L’Assemblée nationale a adopté la loi de finances rectificative pour l’exercice 2026. Le texte a été approuvé à l’unanimité des députés présents et représentés lors de la séance plénière tenue au Palais des Gouverneurs. Présentée devant les parlementaires, cette révision budgétaire vise à intégrer les nouvelles orientations du gouvernement ainsi que la réorganisation de plusieurs départements ministériels. Selon le rapport de la Commission des finances, exposé par son président Gérard Gbénonchi, l’objectif principal est de procéder à une réaffectation des crédits budgétaires au profit des ministères nouvellement créés ou restructurés afin d’améliorer l’efficacité de l’action gouvernementale.

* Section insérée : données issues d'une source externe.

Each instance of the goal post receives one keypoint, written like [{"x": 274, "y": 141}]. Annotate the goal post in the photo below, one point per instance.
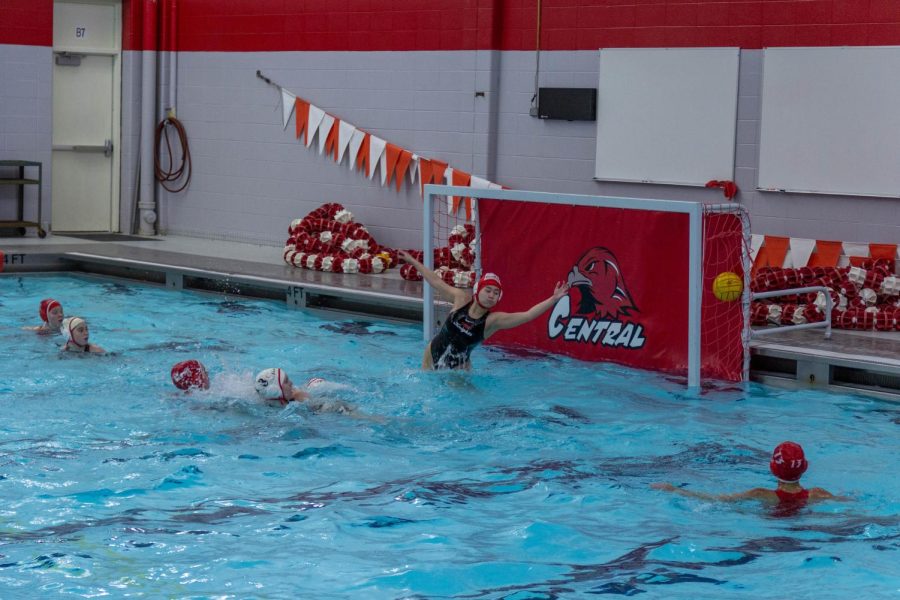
[{"x": 663, "y": 283}]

Représenté par plusieurs membres de l’exécutif, le gouvernement a assuré que ces ajustements n’affectent pas les grandes orientations budgétaires adoptées en début d’année, mais visent plutôt à adapter les moyens financiers aux nouvelles priorités de l’État. L’exécutif réaffirme également son engagement en faveur des dépenses sociales et des investissements stratégiques. Des ressources additionnelles seront mobilisées pour soutenir le pouvoir d’achat des ménages, renforcer les performances du secteur agricole, favoriser l’emploi et accélérer la mise en œuvre de projets à fort impact économique et social.

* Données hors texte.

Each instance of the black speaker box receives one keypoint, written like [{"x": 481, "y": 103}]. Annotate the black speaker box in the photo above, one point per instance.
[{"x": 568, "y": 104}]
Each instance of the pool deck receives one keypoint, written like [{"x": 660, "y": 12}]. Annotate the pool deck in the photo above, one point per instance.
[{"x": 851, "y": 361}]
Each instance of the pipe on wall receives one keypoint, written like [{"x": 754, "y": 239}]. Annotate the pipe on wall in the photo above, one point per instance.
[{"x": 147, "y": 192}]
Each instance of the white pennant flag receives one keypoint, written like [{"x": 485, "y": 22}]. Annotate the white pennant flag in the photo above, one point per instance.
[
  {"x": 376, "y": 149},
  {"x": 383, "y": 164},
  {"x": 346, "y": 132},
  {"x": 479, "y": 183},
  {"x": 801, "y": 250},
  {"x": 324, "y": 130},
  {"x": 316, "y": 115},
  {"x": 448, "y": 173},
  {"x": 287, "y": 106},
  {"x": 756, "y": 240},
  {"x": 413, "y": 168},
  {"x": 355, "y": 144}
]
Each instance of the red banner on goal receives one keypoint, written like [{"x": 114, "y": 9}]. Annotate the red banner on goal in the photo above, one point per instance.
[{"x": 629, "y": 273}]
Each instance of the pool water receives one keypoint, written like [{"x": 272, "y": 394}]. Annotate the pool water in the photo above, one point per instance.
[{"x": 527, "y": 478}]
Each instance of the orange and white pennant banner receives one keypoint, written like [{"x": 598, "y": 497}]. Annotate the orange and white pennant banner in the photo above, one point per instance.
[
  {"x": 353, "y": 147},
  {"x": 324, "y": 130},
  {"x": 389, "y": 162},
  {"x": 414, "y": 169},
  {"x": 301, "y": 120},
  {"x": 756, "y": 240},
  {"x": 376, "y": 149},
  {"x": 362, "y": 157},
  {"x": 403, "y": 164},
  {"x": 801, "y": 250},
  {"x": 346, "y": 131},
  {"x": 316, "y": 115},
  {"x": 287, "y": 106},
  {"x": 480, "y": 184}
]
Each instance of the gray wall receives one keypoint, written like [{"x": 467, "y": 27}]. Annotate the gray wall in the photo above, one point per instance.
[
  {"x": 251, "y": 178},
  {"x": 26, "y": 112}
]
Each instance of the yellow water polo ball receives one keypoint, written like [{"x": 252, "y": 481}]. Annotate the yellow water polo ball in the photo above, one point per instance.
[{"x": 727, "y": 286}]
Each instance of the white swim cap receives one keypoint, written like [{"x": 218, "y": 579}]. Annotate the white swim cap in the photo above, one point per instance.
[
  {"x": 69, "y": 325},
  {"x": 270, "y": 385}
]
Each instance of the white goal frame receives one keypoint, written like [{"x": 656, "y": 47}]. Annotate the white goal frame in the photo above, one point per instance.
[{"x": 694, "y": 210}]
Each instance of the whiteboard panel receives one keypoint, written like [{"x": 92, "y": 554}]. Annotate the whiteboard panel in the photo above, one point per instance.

Sur le plan macroéconomique, les perspectives demeurent inchangées. Le gouvernement maintient une prévision de croissance économique de 7,5 % et un déficit budgétaire de 3,1 % du produit intérieur brut, un niveau proche du seuil communautaire fixé par l’Union économique et monétaire ouest-africaine (UEMOA).

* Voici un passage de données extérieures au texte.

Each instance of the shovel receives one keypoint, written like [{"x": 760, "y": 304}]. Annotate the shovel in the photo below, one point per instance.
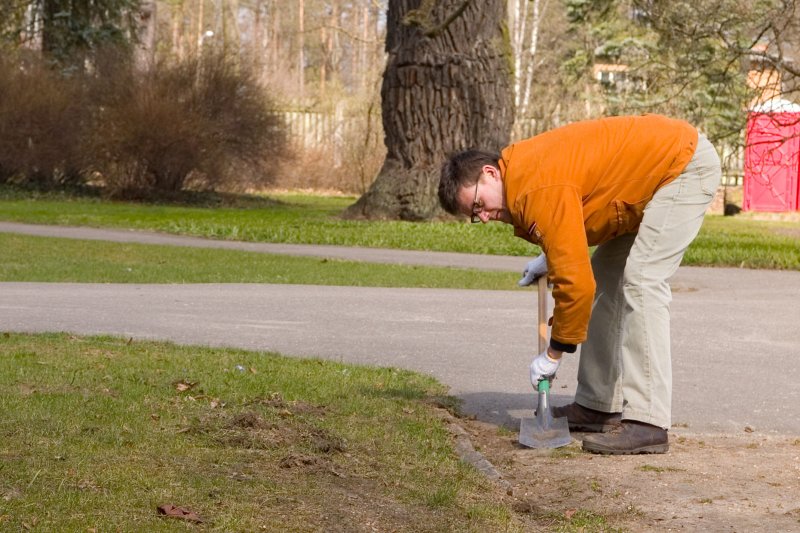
[{"x": 544, "y": 431}]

Cette loi de finances rectificative prévoit également plusieurs réformes fiscales destinées à moderniser l’administration des impôts. Parmi les mesures annoncées figurent la poursuite de la dématérialisation des procédures, le renforcement du suivi des contribuables ainsi que l’intégration progressive des activités liées à l’économie numérique dans le dispositif fiscal national.